KLUJ-TV
- Harlingen–Brownsville–McAllen, Texas; United States;
- City: Harlingen, Texas
- Channels: Digital: 21 (UHF); Virtual: 44;

Programming
- Affiliations: 44.1: TBN; for others, see § Subchannels;

Ownership
- Owner: Trinity Broadcasting Network; (Community Educational Television, Inc.);

History
- First air date: June 25, 1984
- Former call signs: KLUJ (1984–2005)
- Former channel numbers: Analog: 44 (UHF, 1984–2009); Digital: 34 (UHF, until 2020);
- Former affiliations: Independent (1984–1986)

Technical information
- Licensing authority: FCC
- Facility ID: 12913
- ERP: 33.9 kW
- HAAT: 283 m (928 ft)
- Transmitter coordinates: 26°13′1″N 97°46′49″W﻿ / ﻿26.21694°N 97.78028°W

Links
- Public license information: Public file; LMS;
- Website: KLUJ-TV information on TBN's website

= KLUJ-TV =

Television station in Harlingen, Texas

KLUJ-TV (channel 44) is a religious television station licensed to Harlingen, Texas, United States, serving the Lower Rio Grande Valley.
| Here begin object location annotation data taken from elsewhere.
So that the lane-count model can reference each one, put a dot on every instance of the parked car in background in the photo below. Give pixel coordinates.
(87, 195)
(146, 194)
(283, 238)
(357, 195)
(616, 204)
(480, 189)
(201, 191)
It is owned by the Trinity Broadcasting Network through its Community Educational Television subsidiary, which manages stations in Texas and Florida on channels allocated for non-commercial educational broadcasting. KLUJ-TV's studios are located on Loop 499 in Harlingen, and its transmitter is located near Palm Valley, Texas.

==History==
The station signed on the air on June 25, 1984, as the Lower Rio Grande Valley's first general-entertainment independent station before switching to TBN in 1986.

== Subchannels ==
The station's signal is multiplexed:

Subchannels of KLUJ-TV
| Channel | Res. | Short name | Programming |
| 44.1 | 720p | TBN HD | TBN |
| 44.2 | inspire | TBN Inspire |
| 44.3 | 480i | Enlace | Enlace USA (4:3) |

TBN-owned full-power stations permanently ceased analog transmissions on April 16, 2009.